I started the presentation with a small historical digression, from the very first vision of the World Wide Web in the Tim Berners-Lee's 1989 original proposal, up to the seminal 2001 article on Scientific American, where Berners-Lee, James Hendler and Ora Lassila presented the Semantic Web.

I continued by explaining the key concepts of the Semantic Web, which served to prove how Semantics, despite the Semantic Web vocal critics, can still count huge success stories in the web of today.

The funny thing is that the Semantic Web’s vision didn’t exactly materialize as expected by its inventors. On the one hand is fundamental to comprehend how things in web history just happens through serendipity. On the other is crucial to have always in mind the Jim Hendler’s motto “a little semantics goes a long way”. Indeed just a small portion of the Semantic Web “pyramid” (see slide number 42 in my presentation, taken from a Jim Hendler’s keynote) finds a recurring use, while the rest (inferences and the most sophisticated OWL constructs included) has still a limited diffusion or is just relegated in high-end research initiatives.

So the Semantic Web hasn’t failed but materialized a bit differently than expected. One therefore should really think to Semantics first, that is to exploit the knowledge that can be extracted from documents, linked data repositories, machine readable annotations in web pages (SEO metadata included) before worrying about the orthodox application of the complete stack of Semantic Web technologies.

The Semantic Web is on the other hand a still promising and on certain aspects undiscovered territory. While I don’t honestly see it as a key technology to power web portals (there are plenty of more mature technologies, even open source, - think of Drupal or Django - that fit better this purpose) the idea of managing information through graph makes a lot of sense in several areas, including:
  • knowledge management with highly interconnected data (think of Social Network relationships). Here the capacity of triple stores to handle big graph data will really make the difference, especially if an open source product can be used for this purpose (recently we @ Net7 have bet on Blazegraph and while we have been quite satisfied until now, it must be also said that our graphs are not exactly “that big”). There is no doubt in fact that solid open source products are fundamental to skyrocket the use of specific technologies and software architectures (think of LAMP).
  • extraction of structured data from text: a great classic Semantic Web use case indeed
  • linking independent repositories of information, implemented with traditional technologies in multiple legacy systems (another Semantic Web classic).
  • raw data management and dissemination.
The latter is something that we @ Net7 would really like to explore in great details in the near future. The idea arises from a contact that we have with a local medical research centre: we noticed that very often their management of data acquired through sensors is untidy. This leads to data loss and corruption. Moreover, raw data after the medical research is over, gets dismissed. On the other hand if this data could be:
  • formally described in great detail
  • openly distributed, after a specific anonymizing process in order to remove “sensible information” from it
it might open the door for its reuse. This way scientists from all over the world can take this data and exploit it in their research, increasing the dimension of their data sets and consequently improving the probability ratio of their experiments. This isn’t something new indeed but it will become more and more relevant in the near future since the European Commission is fostering Open Access to research data in the Horizon 2020 projects.
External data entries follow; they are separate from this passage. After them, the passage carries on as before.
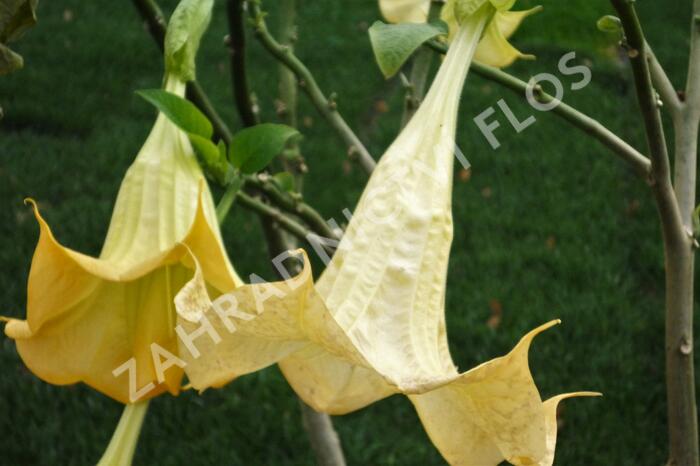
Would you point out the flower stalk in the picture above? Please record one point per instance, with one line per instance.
(121, 449)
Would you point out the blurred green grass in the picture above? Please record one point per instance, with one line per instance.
(549, 225)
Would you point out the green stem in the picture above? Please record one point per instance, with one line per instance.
(120, 451)
(153, 16)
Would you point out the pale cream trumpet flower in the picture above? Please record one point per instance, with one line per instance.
(88, 316)
(374, 324)
(493, 49)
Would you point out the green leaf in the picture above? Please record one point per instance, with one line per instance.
(609, 23)
(180, 111)
(393, 44)
(9, 60)
(185, 30)
(253, 148)
(212, 158)
(16, 16)
(285, 181)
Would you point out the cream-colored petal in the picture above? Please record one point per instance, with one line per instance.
(255, 326)
(494, 49)
(492, 408)
(331, 384)
(550, 412)
(87, 316)
(509, 21)
(405, 11)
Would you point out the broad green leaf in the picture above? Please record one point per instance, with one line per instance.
(180, 111)
(609, 23)
(393, 44)
(253, 148)
(284, 180)
(185, 29)
(16, 16)
(212, 158)
(9, 60)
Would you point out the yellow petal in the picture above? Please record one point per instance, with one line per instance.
(88, 316)
(494, 48)
(550, 412)
(405, 11)
(509, 21)
(490, 414)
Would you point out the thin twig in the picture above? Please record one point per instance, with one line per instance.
(678, 244)
(153, 16)
(266, 210)
(639, 162)
(308, 84)
(668, 94)
(646, 96)
(293, 205)
(236, 42)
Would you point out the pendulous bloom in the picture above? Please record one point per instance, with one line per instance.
(374, 324)
(87, 316)
(493, 49)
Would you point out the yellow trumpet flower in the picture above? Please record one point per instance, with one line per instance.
(374, 324)
(87, 317)
(494, 48)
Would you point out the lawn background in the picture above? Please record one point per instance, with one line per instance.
(550, 225)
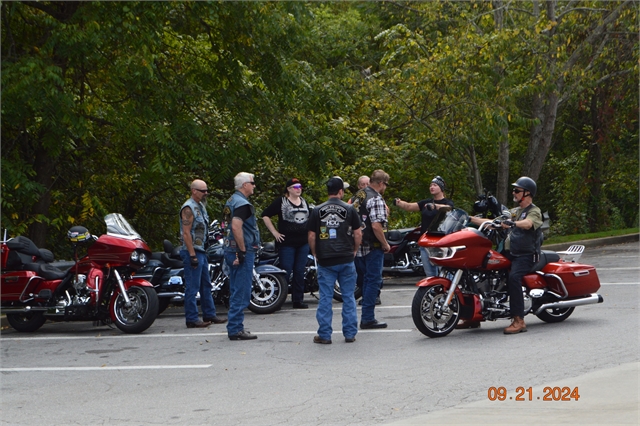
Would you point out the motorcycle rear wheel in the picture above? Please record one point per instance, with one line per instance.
(163, 304)
(270, 295)
(427, 314)
(555, 315)
(142, 312)
(27, 322)
(337, 293)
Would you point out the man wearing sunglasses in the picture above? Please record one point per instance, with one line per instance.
(241, 243)
(522, 247)
(194, 222)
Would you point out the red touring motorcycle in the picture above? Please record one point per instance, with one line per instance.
(472, 284)
(98, 287)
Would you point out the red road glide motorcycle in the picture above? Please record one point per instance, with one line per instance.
(472, 283)
(98, 287)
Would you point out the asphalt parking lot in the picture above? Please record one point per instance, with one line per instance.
(80, 374)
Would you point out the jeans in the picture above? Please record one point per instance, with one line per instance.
(429, 268)
(372, 265)
(240, 283)
(520, 266)
(197, 280)
(345, 273)
(295, 259)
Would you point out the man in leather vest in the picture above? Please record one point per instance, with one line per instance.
(334, 237)
(194, 223)
(370, 258)
(241, 242)
(522, 247)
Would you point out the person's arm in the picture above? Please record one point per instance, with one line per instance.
(378, 231)
(357, 239)
(187, 224)
(311, 237)
(277, 235)
(410, 207)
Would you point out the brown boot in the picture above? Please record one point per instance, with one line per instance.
(517, 326)
(464, 324)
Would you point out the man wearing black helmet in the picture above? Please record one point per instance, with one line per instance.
(428, 209)
(522, 247)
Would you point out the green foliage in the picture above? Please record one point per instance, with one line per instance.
(116, 107)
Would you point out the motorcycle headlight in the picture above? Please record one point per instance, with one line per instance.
(443, 253)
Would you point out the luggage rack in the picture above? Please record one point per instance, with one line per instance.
(572, 254)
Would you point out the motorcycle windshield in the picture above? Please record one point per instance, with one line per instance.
(117, 226)
(447, 222)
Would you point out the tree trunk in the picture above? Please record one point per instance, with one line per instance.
(502, 186)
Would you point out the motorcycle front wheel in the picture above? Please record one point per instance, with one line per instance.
(142, 312)
(429, 313)
(269, 294)
(337, 293)
(27, 322)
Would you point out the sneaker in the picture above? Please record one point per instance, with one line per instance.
(517, 326)
(243, 335)
(318, 339)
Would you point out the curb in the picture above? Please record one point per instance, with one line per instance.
(595, 242)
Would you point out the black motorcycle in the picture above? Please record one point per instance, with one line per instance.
(269, 256)
(166, 272)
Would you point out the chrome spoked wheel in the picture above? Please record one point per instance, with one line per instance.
(140, 313)
(430, 314)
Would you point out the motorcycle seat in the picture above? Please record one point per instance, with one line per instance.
(546, 256)
(171, 262)
(394, 237)
(45, 270)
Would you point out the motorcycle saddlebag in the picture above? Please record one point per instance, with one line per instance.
(578, 279)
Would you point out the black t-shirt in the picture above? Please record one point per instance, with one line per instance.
(428, 215)
(292, 220)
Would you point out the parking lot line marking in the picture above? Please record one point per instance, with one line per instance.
(129, 367)
(200, 335)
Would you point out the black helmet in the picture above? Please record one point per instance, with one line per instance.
(527, 183)
(440, 182)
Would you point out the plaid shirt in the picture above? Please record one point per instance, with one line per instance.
(377, 209)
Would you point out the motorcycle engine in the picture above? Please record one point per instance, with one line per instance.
(80, 282)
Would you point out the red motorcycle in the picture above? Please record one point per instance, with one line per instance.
(99, 287)
(472, 284)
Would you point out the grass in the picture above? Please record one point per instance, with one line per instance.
(577, 237)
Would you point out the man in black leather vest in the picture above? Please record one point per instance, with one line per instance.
(334, 237)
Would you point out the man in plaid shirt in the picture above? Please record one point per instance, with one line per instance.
(370, 258)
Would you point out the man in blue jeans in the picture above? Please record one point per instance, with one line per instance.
(334, 237)
(194, 222)
(241, 243)
(370, 257)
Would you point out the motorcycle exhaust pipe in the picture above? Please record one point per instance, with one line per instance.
(589, 300)
(23, 309)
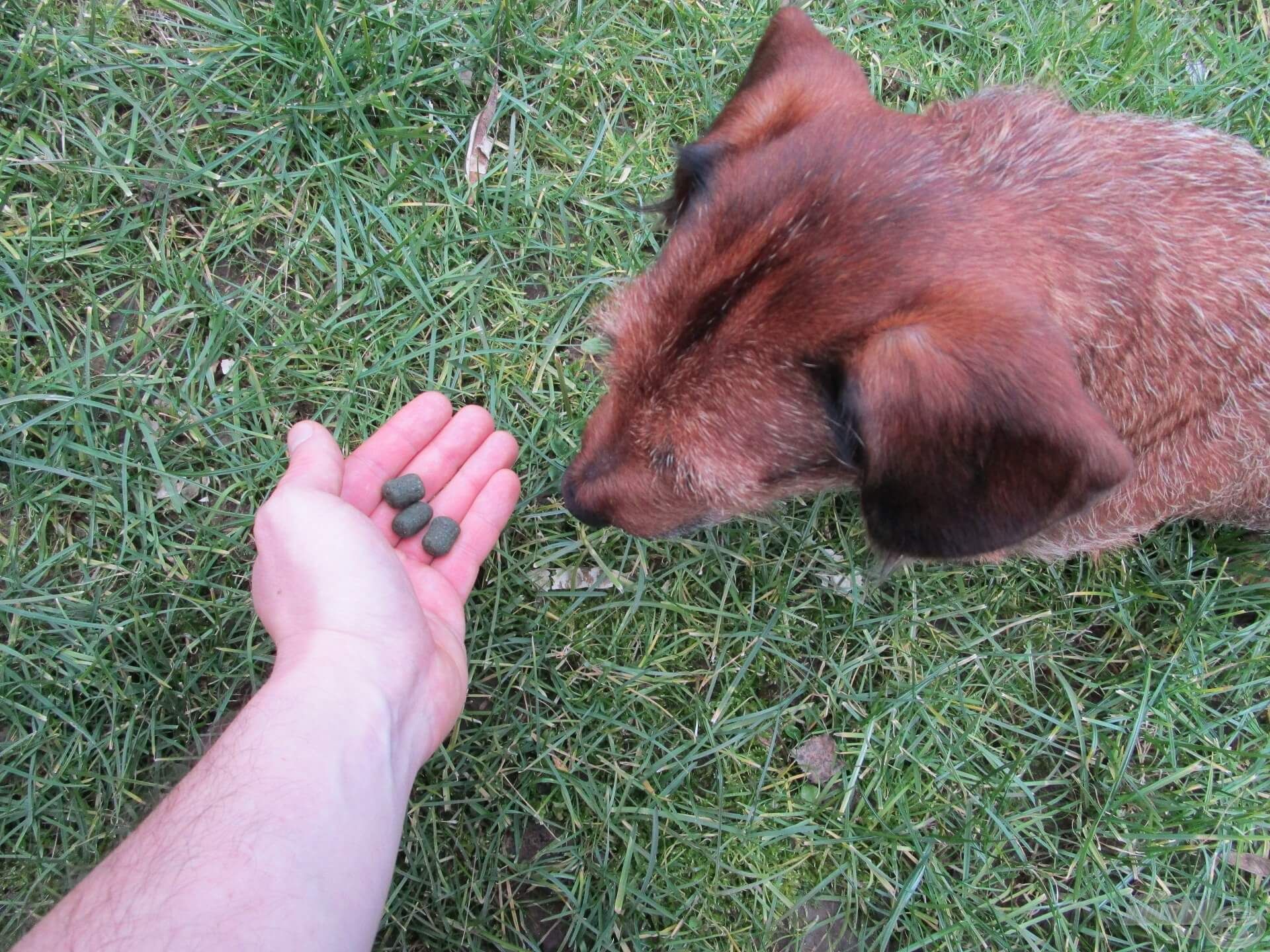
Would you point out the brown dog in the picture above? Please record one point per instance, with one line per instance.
(1015, 328)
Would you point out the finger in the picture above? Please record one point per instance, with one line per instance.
(443, 457)
(394, 444)
(316, 459)
(479, 531)
(498, 452)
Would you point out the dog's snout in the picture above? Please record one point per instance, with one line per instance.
(601, 463)
(585, 514)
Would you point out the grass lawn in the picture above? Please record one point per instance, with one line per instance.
(220, 218)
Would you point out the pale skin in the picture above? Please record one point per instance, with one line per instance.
(285, 833)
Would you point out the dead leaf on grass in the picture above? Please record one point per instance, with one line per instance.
(571, 579)
(818, 758)
(479, 143)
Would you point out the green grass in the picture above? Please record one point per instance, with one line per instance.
(1034, 757)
I concluded my slides by also noticing that Semantics is becoming more and more a commodity, offered through specialized cloud services. Named Entity Recognition SaaS offerings, SpazioDati’s DataTXT and AlchemyAPI included, are a consolidated reality. Cloud Machine Learning services are becoming mainstream (see in this regard this insightful article on ZDNet). Developers therefore can enjoy “a little semantics” in their application, without embracing the Semantic Web in full. As Jim Hendler says in fact… a little semantics goes a long way!